Öte yandan, bir havaalanındaki böyle bir hırsızlık olayı, yalnızca hırsızı suçlamakla geçiştirilecek bir durum değildir.
Olay kişisel bir sorun gibi görünebilir ama değil. Bir işyerinde bunu yapmaya cesaret edebiliyorsa kişi veya kişiler, orada bir otorite boşluğu var demektir. Orada kişiler denetlenmediğini hissetmektedir, onlarda “Ne yaparsam yapayım fark edilmez” duygusu hakimdir demek ki…
Ülkenin birçok tarafında görülen liyakat sıkıntısı, otorite boşluğu, denetim eksikliği maalesef havaalanındaki bu yer hizmetleri servislerinde de var anlaşılan.
Tabii bir başka şey daha var… “Yine konuyu getirip havaalanının hazır olmadan açılmasına bağlayacaksın” diyeceksiniz ama bağlayacağım maalesef…
Alelacele hizmete açığımız havaalanının bavul/ valiz yükleme alanında kamera yok, orası kamerayla izlenmiyor.

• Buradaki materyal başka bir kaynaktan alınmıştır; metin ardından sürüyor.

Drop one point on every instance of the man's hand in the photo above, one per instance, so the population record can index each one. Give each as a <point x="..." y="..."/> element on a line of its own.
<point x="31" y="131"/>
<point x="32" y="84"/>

Kamera olsa, oradaki kişiler, yaptıklarının kamera görüntülerine yansıyacağını bilse, bu hırsızlığı yapmayacaktı, yapmaya cesaret edemeyecekti.
Ancak kamera olmadığından cesaret alan bu birkaç kişi, bavulları, özellikle de ziynet eşyaları, takıları olduğunu düşündüğü kadın yolcuların valizlerini açıp, hiç sıkılmadan, utanmadan hırsızlık yaptı.
İşte alın size güzel bir turizm tanıtımı. Siz olsanız; KKTC’ye gelen yabancıların, turistlerin, havaalanında bavullarından kıymetli eşyalarının çalındığı bir ülkeye bir daha gitmek ister misiniz?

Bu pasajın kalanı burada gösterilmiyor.